SLINGSHOT

LABA IS NAMED ONE OF AMERICA’S  TOP 82 INNOVATIVE JEWISH ORGANIZATIONS
Tenth Annual Slingshot Guide Highlights the Best of the Thriving Jewish Nonprofit World

selected-national guide slingshot-14-15LABA: A Laboratory for Jewish Culture has been named one of North America’s top 82 innovative Jewish organizations in the tenth annual Slingshot Guide. Selected from among hundreds of finalists reviewed by 112 professionals with expertise in grant-making and Jewish communal life, the Guide chose LABA because of our cutting-edge work combining contemporary culture and ancient texts. 

The Guide has become a go-to resource for volunteers, activists and donors looking for new opportunities and projects that, through their innovative nature, will ensure the Jewish community remains relevant and thriving.

The organizations included in the Guide are driving the future of Jewish life and engagement by motivating new audiences to participate in their work and responding to the needs of individuals and communities – both within and beyond the Jewish community – as never before.

LABA is under the artistic direction of theater director Ronit Muszkatblit and writer Elissa Strauss. Work created through LABA has gone on to appear at the Brooklyn Academy of Music, published in the New Yorker, and shown in prominent art and theater festivals around the world.

We could say more about why we think LABA special, but we thought it would be best to let our artist fellows explain for themselves.

“In many ways, LABA gave a small dose of the sense of community and the fundamental tenets of Jewish religious life that seems inauthentic in many of the 21st century Jewish communities in the USA that I have experienced. LABA authentically and unselfconsciously united community with spiritual thinking in an informal yet rigorous way. It felt seamless. I can’t thank you enough for providing that opportunity.”
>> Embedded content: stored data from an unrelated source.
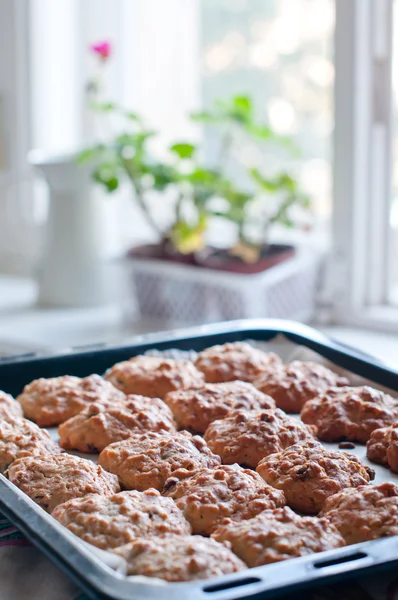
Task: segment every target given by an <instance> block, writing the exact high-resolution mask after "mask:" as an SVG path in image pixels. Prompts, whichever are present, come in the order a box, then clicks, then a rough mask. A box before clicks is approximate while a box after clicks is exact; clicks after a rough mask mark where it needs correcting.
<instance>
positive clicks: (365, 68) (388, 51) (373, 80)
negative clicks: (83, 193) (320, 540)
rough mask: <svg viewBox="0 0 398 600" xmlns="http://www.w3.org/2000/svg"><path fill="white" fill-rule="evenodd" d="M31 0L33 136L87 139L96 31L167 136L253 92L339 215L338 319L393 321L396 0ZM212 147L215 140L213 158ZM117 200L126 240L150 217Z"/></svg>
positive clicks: (293, 166) (302, 170) (112, 91)
mask: <svg viewBox="0 0 398 600" xmlns="http://www.w3.org/2000/svg"><path fill="white" fill-rule="evenodd" d="M0 1H1V0H0ZM16 4H18V5H21V3H16ZM24 6H26V7H27V6H29V10H26V11H25V12H26V14H25V15H24V17H23V19H24V23H25V27H27V26H28V29H29V30H30V34H31V35H30V47H31V59H30V63H29V66H30V81H31V84H32V88H31V92H32V96H31V101H30V99H29V97H27V99H26V102H29V110H30V117H31V128H30V129H31V132H32V138H31V143H32V145H41V146H46V147H48V148H58V147H68V146H69V147H71V146H76V145H79V144H80V143H81V142H82V141H83V140H87V139H88V138H89V137H90V123H89V121H88V120H87V115H86V114H85V112H84V110H83V109H82V106H83V101H82V100H83V90H84V83H85V81H86V80H87V77H88V75H89V73H90V71H91V69H92V66H93V65H92V63H91V62H90V57H89V56H88V53H87V47H88V45H89V43H90V42H92V41H93V40H98V39H103V38H108V39H110V40H111V41H112V42H113V43H114V45H115V59H114V61H112V67H111V69H110V72H109V88H110V90H112V95H113V96H116V97H117V98H118V99H119V100H120V101H122V102H123V103H124V104H126V105H129V106H132V107H133V108H134V109H135V110H137V111H140V112H143V113H144V114H145V115H146V116H147V117H148V119H149V120H150V121H151V122H152V123H153V125H154V126H155V127H156V128H158V129H161V131H162V132H163V138H164V139H163V142H164V143H167V142H169V141H170V140H172V139H174V138H178V137H186V136H194V137H195V136H201V135H202V132H200V131H199V130H198V129H197V128H195V127H193V126H192V125H191V124H189V122H188V121H187V119H186V115H187V113H189V112H190V111H192V110H195V109H197V108H199V107H200V106H202V105H203V104H204V105H205V106H208V105H209V104H210V103H211V102H212V101H213V100H214V99H216V98H222V97H225V96H228V95H229V94H232V93H235V92H247V93H249V94H251V95H252V96H253V98H254V100H255V104H256V106H257V107H258V109H259V111H260V114H261V115H262V116H263V117H264V119H268V120H269V121H270V122H271V124H272V125H273V126H274V128H275V129H277V130H278V131H279V132H280V133H283V134H286V135H289V136H292V137H293V139H294V140H295V141H296V142H297V144H298V146H299V147H301V148H302V156H301V157H299V158H293V157H292V158H291V159H290V161H291V162H290V163H289V167H291V168H292V169H295V171H296V172H297V173H298V175H299V177H300V178H301V180H302V182H303V184H304V185H305V187H306V188H307V190H308V191H309V192H310V193H311V194H312V195H313V197H314V199H315V209H316V214H317V217H318V220H319V221H323V222H331V223H332V226H333V227H332V228H333V252H332V254H331V260H330V266H331V269H330V277H329V285H328V288H327V294H326V295H327V296H328V298H329V300H330V303H331V306H332V307H333V311H332V312H333V315H332V316H333V318H334V319H335V320H338V321H346V322H348V321H349V322H351V323H352V322H356V323H367V324H369V323H371V324H373V325H375V326H387V327H388V328H391V327H393V326H394V324H397V327H398V318H396V315H397V314H398V313H397V312H396V310H397V308H398V267H397V262H398V261H397V260H396V256H397V253H398V160H397V158H398V126H397V117H398V77H397V73H398V62H397V61H398V42H396V41H395V42H394V44H393V39H394V36H393V33H394V32H395V30H396V29H397V27H398V0H189V1H188V2H187V1H186V0H167V2H165V0H84V2H81V1H79V0H57V2H54V1H53V0H32V1H31V2H28V0H25V3H24ZM15 10H16V9H15ZM23 19H22V20H23ZM0 29H1V28H0ZM395 37H396V36H395ZM0 62H1V61H0ZM392 73H393V74H394V76H393V77H391V74H392ZM65 82H67V85H66V84H65ZM21 89H22V90H23V87H22V88H21ZM61 90H62V92H63V93H61ZM19 97H24V95H23V94H22V95H21V94H20V93H19ZM25 112H26V111H25ZM0 127H1V125H0ZM0 136H1V129H0ZM0 141H1V140H0ZM215 145H216V140H214V139H210V138H209V139H208V140H207V147H208V152H209V156H211V153H212V152H214V149H215ZM25 146H26V143H25V145H23V146H21V148H22V149H23V151H25ZM158 150H159V152H161V151H162V148H161V147H159V149H158ZM0 151H1V148H0ZM240 152H241V153H242V154H243V155H244V156H247V158H248V160H249V159H250V161H256V160H257V161H263V160H267V161H268V162H269V163H270V164H277V161H278V157H277V156H274V155H271V154H270V155H266V157H265V158H264V154H263V153H261V152H260V153H259V152H257V153H256V152H255V151H253V149H252V148H245V147H243V148H241V149H240ZM21 153H22V150H21ZM21 156H22V154H21ZM21 156H20V159H21V160H20V163H21V164H22V163H23V161H24V159H23V158H21ZM117 202H118V203H119V204H118V205H116V206H117V211H118V212H119V213H120V214H122V215H123V216H122V217H121V219H120V221H121V225H122V226H123V227H124V228H125V234H124V239H125V241H126V242H127V241H128V240H130V239H131V237H132V236H133V237H135V236H138V235H140V234H141V233H142V231H143V229H142V224H141V223H140V222H139V221H138V218H137V217H136V216H134V213H133V209H132V206H131V203H130V201H129V199H128V198H122V197H121V198H119V199H118V200H117ZM0 210H1V208H0ZM35 214H36V215H37V214H38V215H39V216H40V215H41V217H42V216H43V211H42V212H40V210H39V211H38V212H37V211H36V213H35ZM126 214H127V216H126ZM39 220H40V219H39ZM131 223H133V231H132V229H131ZM0 225H1V223H0ZM0 237H1V236H0ZM135 239H136V240H137V237H135ZM0 251H1V249H0ZM383 324H384V325H383Z"/></svg>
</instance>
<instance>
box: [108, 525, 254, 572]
mask: <svg viewBox="0 0 398 600" xmlns="http://www.w3.org/2000/svg"><path fill="white" fill-rule="evenodd" d="M114 552H115V554H118V555H119V556H122V557H123V558H124V559H125V561H126V562H127V575H143V576H145V577H157V578H159V579H165V580H166V581H194V580H196V579H210V578H211V577H220V576H221V575H227V574H228V573H236V572H237V571H241V570H242V569H246V568H247V567H246V565H245V563H244V562H243V561H241V560H240V559H239V558H238V557H237V556H235V554H234V553H233V552H231V550H230V549H229V548H227V547H226V546H224V545H223V544H220V543H219V542H216V541H215V540H212V539H206V538H203V537H201V536H199V535H189V536H185V535H173V534H168V535H166V536H164V537H161V538H160V537H153V538H147V539H145V540H136V541H135V542H131V543H130V544H127V545H126V546H122V547H121V548H117V549H116V550H114Z"/></svg>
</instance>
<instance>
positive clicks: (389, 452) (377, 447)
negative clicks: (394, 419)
mask: <svg viewBox="0 0 398 600" xmlns="http://www.w3.org/2000/svg"><path fill="white" fill-rule="evenodd" d="M366 454H367V456H368V458H370V460H373V462H377V463H379V464H381V465H386V466H388V467H390V469H391V471H394V473H398V423H394V425H391V426H390V427H382V428H381V429H375V430H374V431H372V433H371V434H370V438H369V440H368V441H367V443H366Z"/></svg>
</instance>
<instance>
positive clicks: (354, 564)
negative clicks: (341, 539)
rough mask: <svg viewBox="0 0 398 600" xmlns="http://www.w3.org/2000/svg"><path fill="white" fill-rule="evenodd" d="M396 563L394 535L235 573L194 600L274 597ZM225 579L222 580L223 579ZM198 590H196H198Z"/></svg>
mask: <svg viewBox="0 0 398 600" xmlns="http://www.w3.org/2000/svg"><path fill="white" fill-rule="evenodd" d="M397 562H398V536H394V537H391V538H388V539H387V538H386V539H383V540H379V541H377V542H372V544H368V543H365V544H355V545H353V546H347V547H344V548H341V550H340V551H339V552H336V550H332V551H327V552H322V553H319V554H312V555H309V556H304V557H301V558H298V559H296V560H294V561H286V562H280V563H275V564H271V565H269V566H268V567H267V568H266V569H264V568H263V567H259V568H258V569H251V570H250V571H248V572H245V571H243V572H241V573H236V574H235V575H234V576H233V577H231V578H230V580H228V581H227V582H225V581H220V582H219V583H217V582H212V583H211V584H208V585H203V586H202V587H201V590H200V593H199V594H198V595H197V596H196V595H195V600H196V598H198V599H199V598H200V599H201V600H204V598H206V599H207V600H238V599H243V598H250V597H251V596H256V597H257V595H261V598H263V597H264V598H268V597H274V594H275V592H277V590H278V588H281V587H283V590H284V593H288V592H289V591H290V592H291V591H293V590H295V589H297V590H298V589H299V588H300V587H302V586H303V585H304V584H305V583H308V582H309V581H311V585H316V583H317V581H318V580H322V585H323V584H324V583H325V582H326V581H328V582H329V581H332V580H333V579H340V580H341V576H342V575H344V574H348V573H349V572H350V571H352V570H353V569H355V575H354V577H357V576H359V572H363V571H365V570H367V569H370V568H372V569H374V568H375V567H377V565H381V564H384V566H385V565H386V564H388V563H389V564H390V565H392V564H393V563H397ZM223 579H224V580H225V577H224V578H223ZM198 591H199V590H198Z"/></svg>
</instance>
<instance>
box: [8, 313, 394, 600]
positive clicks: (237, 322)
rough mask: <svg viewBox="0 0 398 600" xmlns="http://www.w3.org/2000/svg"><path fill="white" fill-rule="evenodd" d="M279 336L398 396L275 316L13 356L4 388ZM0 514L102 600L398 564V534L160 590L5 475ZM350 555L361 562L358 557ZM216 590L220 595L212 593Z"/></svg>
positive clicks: (222, 595)
mask: <svg viewBox="0 0 398 600" xmlns="http://www.w3.org/2000/svg"><path fill="white" fill-rule="evenodd" d="M278 334H282V335H284V336H285V337H287V338H288V339H289V340H290V341H292V342H295V343H298V344H301V345H303V346H306V347H308V348H310V349H312V350H314V351H315V352H318V353H319V354H321V355H322V356H324V357H325V358H328V359H329V360H332V362H334V363H335V364H338V365H339V366H342V367H344V368H347V369H348V370H350V371H352V372H354V373H356V374H358V375H363V376H366V377H367V378H368V379H371V380H373V381H375V383H379V384H380V385H386V386H387V387H390V388H391V389H395V390H397V391H398V371H397V370H395V369H392V368H390V367H388V366H386V365H384V364H383V363H382V362H381V361H379V360H377V359H375V358H374V357H369V356H368V355H365V354H364V353H362V352H360V351H358V350H355V349H352V348H349V347H347V346H346V345H344V344H340V343H339V342H336V341H334V340H333V339H331V338H329V337H328V336H326V335H325V334H323V333H320V332H319V331H316V330H315V329H312V328H311V327H308V326H306V325H303V324H301V323H296V322H292V321H281V320H273V319H259V320H257V319H255V320H240V321H230V322H224V323H217V324H212V325H204V326H199V327H193V328H187V329H180V330H174V331H170V332H162V333H151V334H146V335H140V336H136V338H134V339H132V340H131V341H130V342H129V343H128V344H126V345H118V346H117V345H104V347H102V348H95V347H94V348H92V347H88V348H86V349H71V350H69V351H66V352H63V353H60V354H57V355H54V356H46V355H37V356H34V357H26V356H23V357H20V358H16V359H15V358H10V359H8V360H4V361H2V362H1V363H0V389H3V383H5V384H6V385H7V384H9V383H10V382H11V381H12V380H13V379H14V378H17V379H18V380H19V381H21V380H23V376H21V374H22V373H23V372H24V371H25V372H26V373H27V374H28V376H29V377H30V373H31V372H32V371H35V370H36V369H38V370H40V372H42V367H43V365H45V366H47V367H49V369H50V371H51V370H52V372H54V370H55V372H56V371H57V369H59V368H61V370H62V365H65V364H67V365H69V368H73V365H78V364H82V363H84V364H86V363H87V364H89V363H90V362H91V361H94V360H98V359H101V358H103V357H104V355H106V358H107V359H108V358H109V361H110V364H113V363H114V362H117V361H118V360H123V356H124V357H127V356H133V355H134V354H139V353H141V352H144V351H146V350H150V349H155V348H156V349H166V348H173V347H174V348H180V349H192V348H193V349H195V346H196V348H197V349H199V348H203V347H206V346H209V345H212V344H214V343H223V341H224V342H225V341H238V340H239V339H240V340H243V339H249V338H250V339H254V340H258V341H261V340H262V341H268V340H271V339H273V338H274V337H276V336H277V335H278ZM184 346H185V348H184ZM182 347H183V348H182ZM118 356H119V358H117V357H118ZM115 357H116V358H115ZM120 357H121V358H120ZM100 362H101V360H100ZM102 362H104V361H102ZM106 362H107V360H105V363H106ZM110 364H109V366H110ZM70 365H72V366H70ZM101 365H102V363H101ZM104 370H105V369H104ZM63 372H65V370H64V371H63ZM91 372H92V371H91ZM87 374H88V373H87ZM18 375H19V377H18ZM48 376H49V375H48ZM33 378H34V377H32V379H33ZM5 391H9V390H7V389H6V390H5ZM0 511H2V512H3V513H4V514H5V516H6V517H8V518H9V520H10V521H11V522H12V523H13V524H14V525H15V526H17V527H18V528H19V529H20V530H21V531H22V533H24V534H25V535H26V537H27V538H28V539H29V540H30V541H31V542H32V543H33V544H34V545H36V546H37V547H39V548H40V549H41V550H42V551H43V552H44V553H45V554H46V555H47V556H48V557H49V558H50V559H51V560H52V561H53V562H54V563H55V564H57V565H58V566H59V567H60V568H61V569H62V570H63V571H64V572H65V573H66V574H67V575H69V577H70V578H71V579H73V580H74V581H75V582H76V583H77V584H78V585H79V586H80V588H81V589H82V590H84V591H85V592H86V593H87V594H88V595H89V596H90V597H93V598H100V599H102V600H127V599H128V598H131V597H132V595H133V594H134V597H137V598H142V600H155V598H156V599H157V600H172V599H173V600H180V599H181V600H183V599H184V600H185V598H187V597H189V598H192V600H194V599H196V598H197V599H198V600H199V599H203V598H214V600H219V599H220V600H224V599H225V600H226V599H227V598H228V600H233V599H238V598H249V597H258V598H260V597H264V598H265V597H267V596H270V595H271V594H272V597H275V594H277V595H280V594H285V593H288V592H291V591H294V590H297V591H298V590H299V589H302V588H304V587H310V586H313V585H319V584H320V583H326V582H330V581H332V580H342V579H344V578H347V577H352V576H353V575H354V574H355V575H357V574H360V573H361V574H363V573H368V574H371V573H375V572H377V571H379V570H383V569H387V568H391V566H392V565H396V564H398V536H394V537H390V538H385V539H381V540H374V541H371V542H366V543H362V544H357V545H355V546H347V547H344V548H341V549H337V550H329V551H327V552H323V553H317V554H314V555H310V556H305V557H301V558H296V559H290V560H289V561H288V562H287V563H286V562H283V563H277V564H274V565H265V566H263V567H258V568H255V569H248V570H247V571H243V572H240V573H236V574H233V575H224V576H222V577H218V578H213V579H210V580H205V581H204V580H202V581H198V582H188V583H176V584H170V583H169V584H160V585H159V583H151V582H145V583H144V582H142V581H139V582H136V581H133V580H131V579H126V578H124V577H123V578H122V577H121V576H120V575H118V574H116V573H114V572H112V571H111V569H110V568H108V567H105V566H104V565H103V564H102V563H100V562H99V561H98V560H97V559H96V557H94V556H91V555H90V553H86V552H84V551H83V550H80V548H78V549H77V548H76V546H75V545H74V544H73V543H72V542H71V540H70V539H69V538H68V537H67V536H66V535H63V534H62V533H61V532H60V531H58V530H57V529H56V527H54V525H53V521H52V519H51V517H50V516H49V515H47V514H46V513H45V512H44V511H43V510H42V509H41V508H40V507H38V506H37V505H36V504H35V503H34V502H33V501H32V500H30V499H29V498H28V497H27V496H26V495H25V494H23V493H22V492H21V491H20V490H19V489H18V488H16V487H15V486H14V485H13V484H11V483H10V482H9V481H8V480H7V479H5V478H4V477H3V476H2V475H0ZM39 526H40V528H39ZM349 557H354V560H353V559H352V558H351V559H350V558H349ZM355 557H356V558H355ZM323 561H329V564H326V565H325V566H322V567H318V566H316V565H317V564H319V563H322V562H323ZM330 561H331V562H330ZM287 565H288V568H286V567H287ZM251 578H256V579H257V581H253V582H252V583H248V584H247V585H237V582H238V581H240V580H241V581H244V580H247V579H249V580H250V579H251ZM226 583H230V584H231V586H230V587H227V588H225V589H222V586H223V585H225V584H226ZM234 584H235V585H234ZM214 586H215V587H216V589H215V591H211V588H213V587H214ZM217 586H221V589H217ZM209 588H210V589H209ZM206 590H207V591H206Z"/></svg>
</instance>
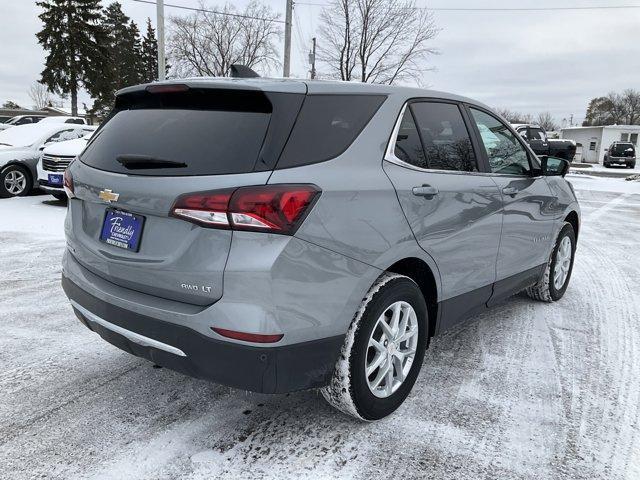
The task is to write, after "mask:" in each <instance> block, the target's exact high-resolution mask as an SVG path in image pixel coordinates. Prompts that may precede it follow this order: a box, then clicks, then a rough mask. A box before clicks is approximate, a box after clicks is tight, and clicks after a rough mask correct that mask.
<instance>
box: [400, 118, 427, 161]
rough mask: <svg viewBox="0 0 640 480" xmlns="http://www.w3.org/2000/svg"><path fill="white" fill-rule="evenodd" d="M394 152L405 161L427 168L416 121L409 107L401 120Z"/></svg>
mask: <svg viewBox="0 0 640 480" xmlns="http://www.w3.org/2000/svg"><path fill="white" fill-rule="evenodd" d="M394 153H395V156H396V157H397V158H399V159H400V160H402V161H403V162H406V163H408V164H410V165H413V166H415V167H420V168H427V163H426V161H425V158H424V151H423V150H422V144H421V143H420V136H419V135H418V129H417V127H416V122H415V121H414V120H413V115H412V114H411V110H409V109H408V108H407V109H406V110H405V111H404V115H403V117H402V121H401V122H400V130H398V137H397V138H396V145H395V149H394Z"/></svg>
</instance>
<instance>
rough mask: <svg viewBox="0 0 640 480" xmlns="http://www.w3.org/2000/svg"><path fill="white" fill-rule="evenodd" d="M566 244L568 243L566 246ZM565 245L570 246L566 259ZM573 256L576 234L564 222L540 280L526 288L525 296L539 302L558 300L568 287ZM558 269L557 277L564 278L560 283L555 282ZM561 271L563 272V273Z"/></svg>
mask: <svg viewBox="0 0 640 480" xmlns="http://www.w3.org/2000/svg"><path fill="white" fill-rule="evenodd" d="M565 239H568V240H565ZM567 242H569V243H568V244H567ZM567 245H570V248H571V250H570V252H569V256H568V257H567V256H566V253H565V254H564V255H563V253H564V252H566V248H567ZM575 254H576V234H575V232H574V231H573V226H572V225H571V224H570V223H568V222H565V223H564V225H563V227H562V230H560V233H559V234H558V238H557V239H556V243H555V245H554V247H553V251H552V252H551V257H550V258H549V262H547V267H546V268H545V271H544V275H543V276H542V279H541V280H540V281H539V282H538V283H537V284H535V285H534V286H532V287H529V288H527V290H526V291H527V294H528V295H529V296H530V297H531V298H533V299H534V300H540V301H542V302H555V301H557V300H560V299H561V298H562V296H563V295H564V292H566V290H567V287H568V286H569V280H570V279H571V272H572V271H573V260H574V258H575ZM567 262H568V263H567ZM562 266H564V268H562ZM559 268H560V269H561V270H560V271H559V272H558V277H562V276H564V279H563V280H562V282H561V283H557V282H556V272H557V270H558V269H559ZM562 270H564V273H563V272H562Z"/></svg>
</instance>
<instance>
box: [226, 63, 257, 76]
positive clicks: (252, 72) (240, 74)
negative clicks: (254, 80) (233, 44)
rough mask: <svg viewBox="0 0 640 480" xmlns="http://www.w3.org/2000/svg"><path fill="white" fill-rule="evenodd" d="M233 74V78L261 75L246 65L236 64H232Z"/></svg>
mask: <svg viewBox="0 0 640 480" xmlns="http://www.w3.org/2000/svg"><path fill="white" fill-rule="evenodd" d="M231 76H232V77H233V78H257V77H259V76H260V75H258V74H257V73H256V72H254V71H253V70H252V69H251V68H249V67H247V66H246V65H239V64H234V65H231Z"/></svg>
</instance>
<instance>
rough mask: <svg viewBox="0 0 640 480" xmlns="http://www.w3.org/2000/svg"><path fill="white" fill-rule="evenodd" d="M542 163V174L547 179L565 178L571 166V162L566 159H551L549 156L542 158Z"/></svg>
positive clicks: (546, 156)
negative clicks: (560, 177)
mask: <svg viewBox="0 0 640 480" xmlns="http://www.w3.org/2000/svg"><path fill="white" fill-rule="evenodd" d="M540 163H541V164H542V174H543V175H545V176H547V177H556V176H561V177H564V176H565V175H566V174H567V172H568V171H569V167H570V166H571V164H570V163H569V161H568V160H565V159H564V158H557V157H549V156H548V155H543V156H542V157H540Z"/></svg>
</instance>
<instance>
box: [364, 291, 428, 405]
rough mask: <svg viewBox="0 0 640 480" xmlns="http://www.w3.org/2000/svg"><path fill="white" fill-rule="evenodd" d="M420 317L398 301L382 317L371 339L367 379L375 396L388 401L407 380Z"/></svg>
mask: <svg viewBox="0 0 640 480" xmlns="http://www.w3.org/2000/svg"><path fill="white" fill-rule="evenodd" d="M418 330H419V325H418V318H417V316H416V312H415V310H414V309H413V307H412V306H411V305H410V304H409V303H407V302H402V301H398V302H395V303H392V304H391V305H389V307H387V309H386V310H385V311H384V312H383V313H382V315H380V317H378V320H377V322H376V324H375V326H374V327H373V330H372V332H371V335H370V337H369V343H368V346H367V354H366V357H365V366H364V367H365V376H366V378H367V385H368V386H369V390H371V393H373V395H375V396H376V397H378V398H387V397H389V396H391V395H392V394H393V393H395V392H396V390H398V388H400V386H401V385H402V383H403V382H404V381H405V379H406V378H407V375H408V374H409V371H410V370H411V365H412V364H413V359H414V357H415V355H416V348H417V346H418Z"/></svg>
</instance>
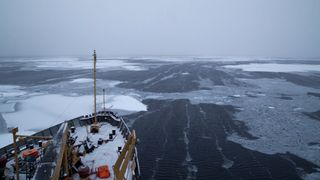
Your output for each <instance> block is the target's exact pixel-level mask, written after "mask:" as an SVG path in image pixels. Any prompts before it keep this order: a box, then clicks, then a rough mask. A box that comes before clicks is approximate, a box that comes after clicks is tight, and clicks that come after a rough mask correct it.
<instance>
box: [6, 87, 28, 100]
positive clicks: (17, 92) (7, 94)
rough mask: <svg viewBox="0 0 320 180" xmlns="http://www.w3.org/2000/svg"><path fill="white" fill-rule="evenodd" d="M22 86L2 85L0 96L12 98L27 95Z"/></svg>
mask: <svg viewBox="0 0 320 180" xmlns="http://www.w3.org/2000/svg"><path fill="white" fill-rule="evenodd" d="M25 94H26V92H25V91H22V90H21V87H20V86H13V85H0V98H8V97H9V98H10V97H17V96H22V95H25Z"/></svg>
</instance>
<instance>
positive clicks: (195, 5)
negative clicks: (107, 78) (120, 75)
mask: <svg viewBox="0 0 320 180" xmlns="http://www.w3.org/2000/svg"><path fill="white" fill-rule="evenodd" d="M0 23H1V24H0V56H11V55H12V56H23V55H88V54H91V53H92V50H93V49H96V50H97V51H98V53H100V54H103V55H112V56H113V55H120V56H121V55H123V56H127V55H213V56H214V55H218V56H221V55H230V56H245V55H250V56H290V57H320V0H219V1H217V0H1V1H0Z"/></svg>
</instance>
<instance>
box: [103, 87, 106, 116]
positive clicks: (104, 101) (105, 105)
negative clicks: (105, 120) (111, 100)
mask: <svg viewBox="0 0 320 180" xmlns="http://www.w3.org/2000/svg"><path fill="white" fill-rule="evenodd" d="M103 111H104V112H105V111H106V100H105V89H103Z"/></svg>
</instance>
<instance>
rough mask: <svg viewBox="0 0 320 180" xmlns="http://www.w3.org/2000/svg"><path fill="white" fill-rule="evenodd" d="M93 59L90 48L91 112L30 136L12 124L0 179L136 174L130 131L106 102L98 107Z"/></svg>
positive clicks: (95, 66) (32, 178)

Anita Glesta, Visual Artist and LABA Fellow (2011-2012)

What I enjoyed most about LABA, aside from the kinetic combination of creative personalities, was the study of surreal, absurd, horrific and/or maddening texts shorn of the moralistic mumbo jumbo that is traditionally used to desiccate Jewish literature.  The educators dove into ancient texts and grabbed the essential hyperreal, contradictory and captivating narratives at their heart, making connections between texts that illuminated themes, contexts and the best and worst kinds of perversions.  We were left with sketches and stories that provided an amazing foundation for all kinds of creativity.

Eli Valley, Graphic Novelist and LABA Fellow (2012-2013)

LABA was a very meaningful experience for me. I think of myself as being very Jewish internally but in a non-American way. … I was born in Russia and had no Jewish education. Hence I express my Jewishness through intellectualism rather than ritual observance, and also through certain psychological attitudes. I do a lot with numbers. I do a lot with philosophy of language. When I go to services (on the High Holy Days) I am off on the side because I can’t read Hebrew and I don’t know prayers–and even if I knew prayers, it’s not like I can say them and mean them simultaneously–but also because I find it hard to assimilate myself into the congregation. I find such alienation painful. I’ve always wanted to be a part of a Jewish community, and especially to be a member of a study group. LABA made that possible: it was really exhilarating for me to come every third Monday and to take part in the study sessions with my peers. At the same time, I feel I benefited artistically both from exposure to their work and also from the [work I generated], which made me try new linguistic constraints and look at my writing from a new angle. Finally, as a professor, I really appreciated how the LABA instructors worked with textual interpretation. Their exegetic techniques, very different from what I am used to, showed me how to use imagination while performing close reading and exposed me to criteria and models of rigor that struck me as very fruitful.